Resource management

In a typical Kubernetes cluster, pods run with unlimited resources. By default, they might be allowed to use as much CPU and RAM as needed.

Cloud Native PostgreSQL allows administrators to control and manage resource usage by the pods of the cluster, through the resources section of the manifest, with two knobs:

  • requests: initial requirement
  • limits: maximum usage, in case of dynamic increase of resource needs

For example, you can request an initial amount of RAM of 32MiB (scalable to 128MiB) and 50m of CPU (scalable to 100m) as follows:

  resources:
    requests:
      memory: "32Mi"
      cpu: "50m"
    limits:
      memory: "128Mi"
      cpu: "100m"

Memory requests and limits are associated with containers, but it is useful to think of a pod as having a memory request and limit. The pod's memory request is the sum of the memory requests for all the containers in the pod.

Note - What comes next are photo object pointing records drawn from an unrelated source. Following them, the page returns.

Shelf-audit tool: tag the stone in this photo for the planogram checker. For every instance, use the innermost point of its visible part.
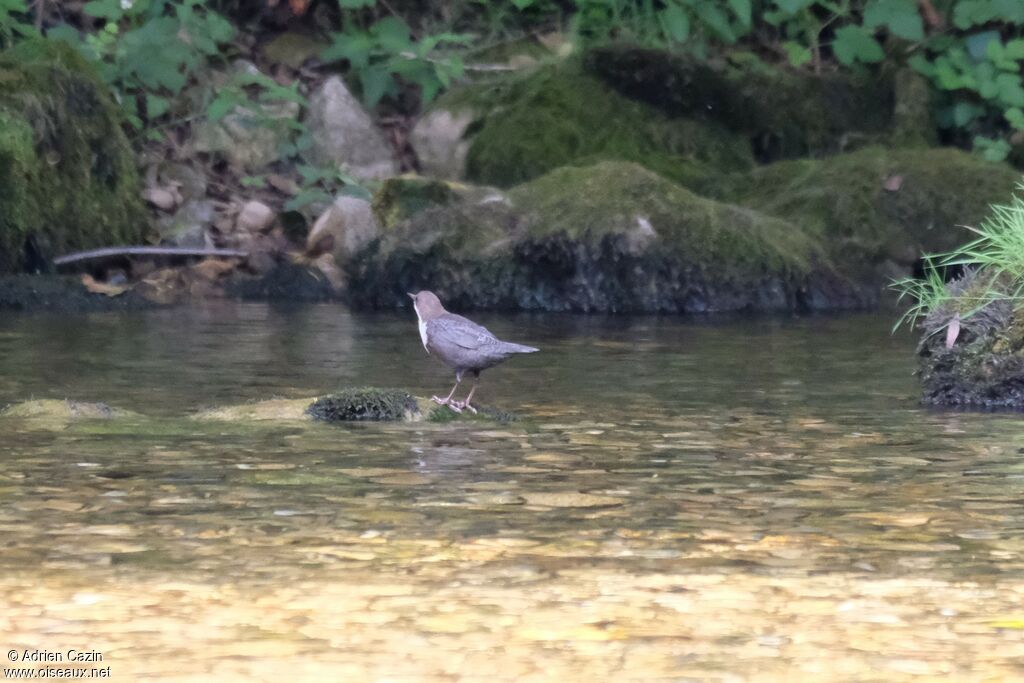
(255, 217)
(189, 225)
(249, 137)
(440, 142)
(350, 221)
(160, 198)
(346, 135)
(293, 49)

Pod scheduling is based on requests and not on limits. A pod is scheduled to run on a Node only if the Node has enough available memory to satisfy the pod's memory request.

For each resource, we divide containers into 3 Quality of Service (QoS) classes, in decreasing order of priority:

  • Guaranteed
  • Burstable
  • Best-Effort

For more details, please refer to the "Configure Quality of Service for Pods" section in the Kubernetes documentation.

For a PostgreSQL workload it is recommended to set a "Guaranteed" QoS.

To avoid resources related issues in Kubernetes, we can refer to the best practices for "out of resource" handling while creating a cluster:

  • Specify your required values for memory and CPU in the resources section of the manifest file. This way, you can avoid the OOM Killed (where "OOM" stands for Out Of Memory) and CPU throttle or any other resources related issues on running instances.
  • For your cluster's pods to get assigned to the "Guaranteed" QoS class, you must set limits and requests for both memory and CPU to the same value.
  • Specify your required PostgreSQL memory parameters consistently with the pod resources (as you would do in a VM or physical machine scenario - see below).
  • Set up database server pods on a dedicated node using nodeSelector. See the "nodeSelector" and "tolerations" fields of the “affinityconfiguration" resource on the API reference page.

You can refer to the following example manifest:

apiVersion: postgresql.k8s.enterprisedb.io/v1
kind: Cluster
metadata:
  name: postgresql-resources
spec:

  instances: 3

  postgresql:
    parameters:
      shared_buffers: "256MB"

  resources:
    requests:
      memory: "1024Mi"
      cpu: 1
    limits:
      memory: "1024Mi"
      cpu: 1

  storage:
    size: 1Gi

In the above example, we have specified shared_buffers parameter with a value of 256MB - i.e., how much memory is dedicated to the PostgreSQL server for caching data (the default value for this parameter is 128MB in case it's not defined).

A reasonable starting value for shared_buffers is 25% of the memory in your system. For example: if your shared_buffers is 256 MB, then the recommended value for your container memory size is 1 GB, which means that within a pod all the containers will have a total of 1 GB memory that Kubernetes will always preserve, enabling our containers to work as expected. For more details, please refer to the "Resource Consumption" section in the PostgreSQL documentation.

Managing Compute Resources for Containers

For more details on resource management, please refer to the "Managing Compute Resources for Containers" page from the Kubernetes documentation.